Posted on Jul 12, 2013 in Bicycle Touring

[ Day 12 – June 24, 2012 ]

I spent the morning getting my money’s worth at Callahan’s, putting hot water to numerous good uses and loading up on all the pancakes I could fit in my stomach. In between short stacks I chatted with other diners, including an older couple from New Zealand on a three-month, northbound tour of the Sierra Cascades route. They were carrying only their clothes, personal items, and enough food and water for each day (what the cycling world refers to as “credit card touring”) paying a premium on meals and overnight accommodations in exchange for the relative ease and comfort of lightweight bicycle travel. Fully loaded touring lends a respectable level of legitimacy, but if I had the means I’d tour as the old folks do. I tried to imagine myself in my sunset years, riding around the country with a familiar partner at my side, but I simply didn’t have the imagination for it.

The Old Siskiyou Highway

The Old Siskiyou Highway

I eventually bade the Lodge farewell and made my way down the Old Siskiyou Highway. It was a thrilling two-mile descent—a series of tight, technical turns under a leafy canopy glowing green from the afternoon sunlight. The roadway eventually leveled out, leaving an easy eight miles to the town of Ashland.

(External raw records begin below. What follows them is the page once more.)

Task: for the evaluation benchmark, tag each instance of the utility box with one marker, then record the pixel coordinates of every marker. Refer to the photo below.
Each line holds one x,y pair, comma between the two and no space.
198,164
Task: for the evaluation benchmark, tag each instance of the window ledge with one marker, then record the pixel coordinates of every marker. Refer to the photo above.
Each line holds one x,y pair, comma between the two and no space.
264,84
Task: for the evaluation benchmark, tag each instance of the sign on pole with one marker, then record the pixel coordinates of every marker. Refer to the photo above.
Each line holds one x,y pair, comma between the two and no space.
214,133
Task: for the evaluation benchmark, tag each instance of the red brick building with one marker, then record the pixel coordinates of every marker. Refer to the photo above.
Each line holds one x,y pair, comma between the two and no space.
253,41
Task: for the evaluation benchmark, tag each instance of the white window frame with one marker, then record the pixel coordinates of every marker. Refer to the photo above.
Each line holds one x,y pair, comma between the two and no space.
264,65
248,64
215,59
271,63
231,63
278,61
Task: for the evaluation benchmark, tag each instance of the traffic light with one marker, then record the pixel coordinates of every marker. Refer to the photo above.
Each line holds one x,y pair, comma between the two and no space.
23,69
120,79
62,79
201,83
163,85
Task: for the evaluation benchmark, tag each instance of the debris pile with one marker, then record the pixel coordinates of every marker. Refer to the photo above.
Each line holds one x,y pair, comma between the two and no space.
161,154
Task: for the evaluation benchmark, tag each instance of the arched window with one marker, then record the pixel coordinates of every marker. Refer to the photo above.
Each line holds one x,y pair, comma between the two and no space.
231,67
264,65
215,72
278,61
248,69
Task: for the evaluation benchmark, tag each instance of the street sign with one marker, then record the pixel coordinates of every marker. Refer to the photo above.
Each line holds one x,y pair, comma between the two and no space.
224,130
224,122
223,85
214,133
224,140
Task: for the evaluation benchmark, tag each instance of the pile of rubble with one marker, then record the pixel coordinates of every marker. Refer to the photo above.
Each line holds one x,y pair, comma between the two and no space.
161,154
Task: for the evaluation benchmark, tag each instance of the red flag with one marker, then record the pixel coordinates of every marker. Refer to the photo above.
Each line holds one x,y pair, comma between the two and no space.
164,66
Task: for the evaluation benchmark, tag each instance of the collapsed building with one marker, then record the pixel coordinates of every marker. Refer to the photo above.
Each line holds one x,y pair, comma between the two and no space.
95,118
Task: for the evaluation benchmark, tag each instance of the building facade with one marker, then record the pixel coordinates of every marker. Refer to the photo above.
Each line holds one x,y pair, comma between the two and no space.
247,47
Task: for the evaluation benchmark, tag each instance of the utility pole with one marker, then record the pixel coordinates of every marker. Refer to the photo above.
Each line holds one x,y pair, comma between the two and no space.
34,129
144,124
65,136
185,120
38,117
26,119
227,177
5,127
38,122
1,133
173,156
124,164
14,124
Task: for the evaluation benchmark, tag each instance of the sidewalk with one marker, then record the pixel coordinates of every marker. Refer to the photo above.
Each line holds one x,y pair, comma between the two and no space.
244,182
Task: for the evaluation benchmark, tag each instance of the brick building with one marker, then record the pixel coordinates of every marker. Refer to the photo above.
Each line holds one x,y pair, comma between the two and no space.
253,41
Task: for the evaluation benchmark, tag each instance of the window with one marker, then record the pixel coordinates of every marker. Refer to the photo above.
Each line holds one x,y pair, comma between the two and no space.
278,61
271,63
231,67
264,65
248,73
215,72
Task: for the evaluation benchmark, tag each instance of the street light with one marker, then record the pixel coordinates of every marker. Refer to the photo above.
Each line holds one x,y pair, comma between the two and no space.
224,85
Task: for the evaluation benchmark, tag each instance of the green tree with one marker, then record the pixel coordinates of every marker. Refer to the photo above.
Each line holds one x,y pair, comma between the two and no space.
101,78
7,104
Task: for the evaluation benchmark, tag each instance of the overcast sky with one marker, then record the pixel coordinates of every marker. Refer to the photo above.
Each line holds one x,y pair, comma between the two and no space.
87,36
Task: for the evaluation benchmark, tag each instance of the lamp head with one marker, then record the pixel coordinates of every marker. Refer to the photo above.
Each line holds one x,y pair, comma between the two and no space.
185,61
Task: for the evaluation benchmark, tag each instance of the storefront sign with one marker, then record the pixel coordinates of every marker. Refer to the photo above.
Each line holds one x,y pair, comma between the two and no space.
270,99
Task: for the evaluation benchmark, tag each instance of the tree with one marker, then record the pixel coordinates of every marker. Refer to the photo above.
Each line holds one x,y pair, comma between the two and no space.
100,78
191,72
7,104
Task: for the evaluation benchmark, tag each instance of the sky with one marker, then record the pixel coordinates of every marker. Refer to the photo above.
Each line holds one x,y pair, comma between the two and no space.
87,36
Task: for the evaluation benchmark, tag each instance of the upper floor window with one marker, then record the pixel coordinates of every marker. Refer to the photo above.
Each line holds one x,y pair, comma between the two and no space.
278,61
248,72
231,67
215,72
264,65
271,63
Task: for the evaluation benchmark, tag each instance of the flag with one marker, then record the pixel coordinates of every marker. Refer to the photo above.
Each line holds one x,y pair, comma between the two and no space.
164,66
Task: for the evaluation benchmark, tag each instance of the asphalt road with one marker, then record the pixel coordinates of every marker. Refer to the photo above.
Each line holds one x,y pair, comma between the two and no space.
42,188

Ashland was one of the few towns between Truckee and Eugene that I’d heard of. Perhaps by name association, I imagined it as a sort of Asheville West, a low-key mountain town with a taste for Shakespearian theater, and (I hoped) the perfect spot for an afternoon off the bike. I made my way to a hostel near the city center only to learn that I couldn’t check in for another three hours. This dashed my plans for a bicycle-free afternoon and was the first underwhelming discovery in a series of downtown Ashland disappointments.

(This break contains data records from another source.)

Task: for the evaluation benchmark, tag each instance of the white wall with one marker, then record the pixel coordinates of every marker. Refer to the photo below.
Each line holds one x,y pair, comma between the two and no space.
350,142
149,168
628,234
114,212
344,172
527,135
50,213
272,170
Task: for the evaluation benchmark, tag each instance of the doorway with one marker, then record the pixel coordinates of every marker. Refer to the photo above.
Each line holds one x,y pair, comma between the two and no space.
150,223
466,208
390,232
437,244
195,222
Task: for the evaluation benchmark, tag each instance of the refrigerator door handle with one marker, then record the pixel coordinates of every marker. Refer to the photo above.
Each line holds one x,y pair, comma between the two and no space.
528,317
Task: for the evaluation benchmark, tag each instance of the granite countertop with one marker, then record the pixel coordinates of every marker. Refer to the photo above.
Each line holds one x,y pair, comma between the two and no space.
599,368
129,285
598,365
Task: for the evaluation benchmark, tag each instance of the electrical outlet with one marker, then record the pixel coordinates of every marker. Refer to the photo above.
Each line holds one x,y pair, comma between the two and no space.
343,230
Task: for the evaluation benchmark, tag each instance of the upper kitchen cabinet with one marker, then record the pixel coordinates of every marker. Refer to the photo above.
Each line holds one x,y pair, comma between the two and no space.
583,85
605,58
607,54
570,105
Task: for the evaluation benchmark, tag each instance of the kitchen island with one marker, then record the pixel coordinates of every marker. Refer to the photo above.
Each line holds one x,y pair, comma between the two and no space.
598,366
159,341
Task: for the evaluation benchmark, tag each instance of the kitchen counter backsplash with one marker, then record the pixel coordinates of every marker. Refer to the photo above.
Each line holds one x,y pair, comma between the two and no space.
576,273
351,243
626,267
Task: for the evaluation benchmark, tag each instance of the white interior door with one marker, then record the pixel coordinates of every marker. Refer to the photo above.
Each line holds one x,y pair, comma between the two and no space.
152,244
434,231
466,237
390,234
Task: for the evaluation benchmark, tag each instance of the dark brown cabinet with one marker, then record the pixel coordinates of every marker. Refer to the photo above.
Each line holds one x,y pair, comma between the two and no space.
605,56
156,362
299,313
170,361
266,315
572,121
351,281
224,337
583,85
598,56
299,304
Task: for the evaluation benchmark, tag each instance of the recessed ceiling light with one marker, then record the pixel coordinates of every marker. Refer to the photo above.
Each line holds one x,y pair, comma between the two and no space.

Wandering through the city’s shopping district and “cultural center,” I found a coffee shop where I could keep an eye on my fully loaded bicycle. I munched on a scone and studied the long array of upscale dining and retail options, each bearing a manufactured small-town veneer and steep price markups. I thought back to the summer aura of Tuolumne Meadows and recognized a sort of pretentious, man-made inversion: a seasonal hippy haven that draws both the well-heeled and the voluntarily homeless; a tourism center that comes alive in the summer months to siphon off a year’s worth of patronage through fifteen-dollar hamburgers, Shakespeare t-shirts, and artisanal candy; the type of place that David Foster Wallace might have called “economically significant but existentially loathsome.” I felt like I’d unwittingly (foolishly) sunk into a bohemian sandpit of shi-shi consumerism and pot-addled freeloading—the same detached absurdity that I had hoped to leave behind in Berkeley.

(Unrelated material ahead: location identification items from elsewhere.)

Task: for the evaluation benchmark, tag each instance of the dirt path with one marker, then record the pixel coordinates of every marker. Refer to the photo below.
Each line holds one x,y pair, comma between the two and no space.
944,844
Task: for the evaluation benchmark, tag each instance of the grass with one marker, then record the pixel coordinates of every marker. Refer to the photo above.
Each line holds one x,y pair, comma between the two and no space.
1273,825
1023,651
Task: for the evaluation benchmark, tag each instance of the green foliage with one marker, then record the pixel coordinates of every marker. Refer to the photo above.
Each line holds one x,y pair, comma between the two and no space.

Much of this criticism was likely overblown. The feel and cost of the place didn’t meet my expectations, and I was taking it out on the town with a myopic and hasty judgment. To whatever extent parts of Ashland were truly distasteful tourist traps, it was due in large part to Californians like me passing through and dragging our wallets behind us.

I wish I had been a better guest of Ashland, or perhaps saved the visit for a day when I wanted what the town had to offer. I reminded myself that this was my trip, but that didn’t mean that everything would go my way (how often I must remind myself of this). At any rate, I resolved to put it all behind me and ride forth with a more open mind.